If in 2022 we don’t start to reflect these changes in culture and moments of context then we’re going to fall behind and, more critically, have less impact. We’ll have less purpose to the people we’re spending increasingly large digital budgets on trying to reach and engage in their increasingly fragmented digital journeys.

Let’s take a real-life example, with a high street fashion brand we recently worked with. It believed that its most valuable customers have always been and were always going to be 50+ women. It didn’t believe that younger women would ever be interested in its products, as they weren’t “cool enough, or youthful enough”.

The first problem here is that they’re not building their customers of the future, they’re not getting their brand on the consideration sets of the next generation of customers. And by generation I’m not saying Gen Z or Gen X – I mean the new wave of customers who are wanting to buy from the brand, regardless of their actual generation.

The second problem with this thinking is that there are cool 50+ women who don’t want to dress a certain way to “fit what society deems appropriate to wear for their age”.

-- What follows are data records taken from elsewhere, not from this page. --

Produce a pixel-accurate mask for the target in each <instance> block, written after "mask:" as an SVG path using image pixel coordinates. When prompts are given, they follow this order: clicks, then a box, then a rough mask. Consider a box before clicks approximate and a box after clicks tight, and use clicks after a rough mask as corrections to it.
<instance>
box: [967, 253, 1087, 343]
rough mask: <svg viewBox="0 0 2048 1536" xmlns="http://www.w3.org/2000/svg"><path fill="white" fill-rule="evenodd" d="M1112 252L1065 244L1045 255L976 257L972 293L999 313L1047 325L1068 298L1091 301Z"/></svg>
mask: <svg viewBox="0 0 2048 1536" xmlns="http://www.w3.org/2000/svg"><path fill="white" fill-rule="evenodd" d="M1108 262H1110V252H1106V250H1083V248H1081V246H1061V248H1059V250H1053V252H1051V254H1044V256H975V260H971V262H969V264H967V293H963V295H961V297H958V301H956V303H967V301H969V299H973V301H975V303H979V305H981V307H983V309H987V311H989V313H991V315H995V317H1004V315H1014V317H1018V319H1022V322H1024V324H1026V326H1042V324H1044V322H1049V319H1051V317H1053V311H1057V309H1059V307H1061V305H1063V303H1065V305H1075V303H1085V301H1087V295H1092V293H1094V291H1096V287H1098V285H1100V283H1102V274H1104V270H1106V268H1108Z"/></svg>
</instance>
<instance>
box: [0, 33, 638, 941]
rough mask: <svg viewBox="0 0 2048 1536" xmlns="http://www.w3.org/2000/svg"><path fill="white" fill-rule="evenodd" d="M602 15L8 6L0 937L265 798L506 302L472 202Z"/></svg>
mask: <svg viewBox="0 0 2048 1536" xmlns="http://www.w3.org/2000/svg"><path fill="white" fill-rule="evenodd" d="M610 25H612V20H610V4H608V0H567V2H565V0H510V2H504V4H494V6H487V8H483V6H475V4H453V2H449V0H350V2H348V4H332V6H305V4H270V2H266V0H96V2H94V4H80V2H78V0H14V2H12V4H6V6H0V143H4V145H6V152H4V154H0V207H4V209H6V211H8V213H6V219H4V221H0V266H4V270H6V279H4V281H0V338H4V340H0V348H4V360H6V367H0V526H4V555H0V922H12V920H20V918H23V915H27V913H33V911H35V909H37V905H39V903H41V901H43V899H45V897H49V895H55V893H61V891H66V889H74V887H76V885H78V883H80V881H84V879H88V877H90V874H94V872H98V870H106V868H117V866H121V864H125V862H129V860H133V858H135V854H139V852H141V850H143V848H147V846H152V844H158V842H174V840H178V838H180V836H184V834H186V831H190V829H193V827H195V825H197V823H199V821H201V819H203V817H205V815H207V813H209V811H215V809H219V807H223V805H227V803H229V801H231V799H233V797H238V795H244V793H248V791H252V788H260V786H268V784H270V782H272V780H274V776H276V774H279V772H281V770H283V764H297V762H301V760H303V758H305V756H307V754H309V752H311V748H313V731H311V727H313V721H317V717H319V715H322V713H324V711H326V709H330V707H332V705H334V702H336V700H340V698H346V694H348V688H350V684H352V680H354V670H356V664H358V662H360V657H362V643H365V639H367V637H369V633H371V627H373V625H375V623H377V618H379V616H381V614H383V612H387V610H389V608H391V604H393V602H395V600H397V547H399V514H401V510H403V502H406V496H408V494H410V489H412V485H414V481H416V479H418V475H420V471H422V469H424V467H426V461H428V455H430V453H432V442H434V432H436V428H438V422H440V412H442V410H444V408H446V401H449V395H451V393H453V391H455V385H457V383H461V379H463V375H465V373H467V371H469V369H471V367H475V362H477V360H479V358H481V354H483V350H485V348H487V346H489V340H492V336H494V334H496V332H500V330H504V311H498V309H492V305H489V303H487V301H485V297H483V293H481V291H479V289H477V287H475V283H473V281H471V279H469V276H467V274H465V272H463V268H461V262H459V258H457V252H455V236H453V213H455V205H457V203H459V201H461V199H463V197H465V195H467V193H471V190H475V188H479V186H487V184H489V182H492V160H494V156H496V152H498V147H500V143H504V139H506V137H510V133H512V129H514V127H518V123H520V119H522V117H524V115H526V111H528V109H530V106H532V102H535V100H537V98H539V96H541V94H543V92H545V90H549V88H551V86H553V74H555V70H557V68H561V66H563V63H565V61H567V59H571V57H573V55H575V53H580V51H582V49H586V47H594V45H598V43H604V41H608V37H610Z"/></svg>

What was the response? We abolished age targeting across ALL paid social ads. We ran audience intelligence research which highlighted the affinity interest of the fashion brands customers. And we found that they loved The Great British Bake-Off, gardening, The Chelsea Flower Show, hobby craft and dog walks.

Over the very competitive Christmas period we ran paid social ads targeting ONLY these affinity interests. This approach to audience targeting and segmentation based on interests rather than demographics works, with 80% of revenue from new customers, a 281% year on-year increase in transactions and revenue from social media, a 198% increase in new site users, and 5,000 new social followers.

Build a more holistic view

There’s no need to rely on age or gender targeting if it’s not product, service or treatment area critical.

By using tools such as Captify and Global Web Index and overlaying this initial audience research with detailed search and social listening insights that observe unique audience behaviours, habits, interests and psychographic traits, you can build a holistic view on who your most valuable audiences are. This will help you to understand the culture and context in which your brand, product or service needs to find value and purpose.

We know that if you improve digital relevancy through advanced contextual targeting based on affinity and interests, you can deliver not just better results, but also a better, more authentic brand reputation and consumer response as whole.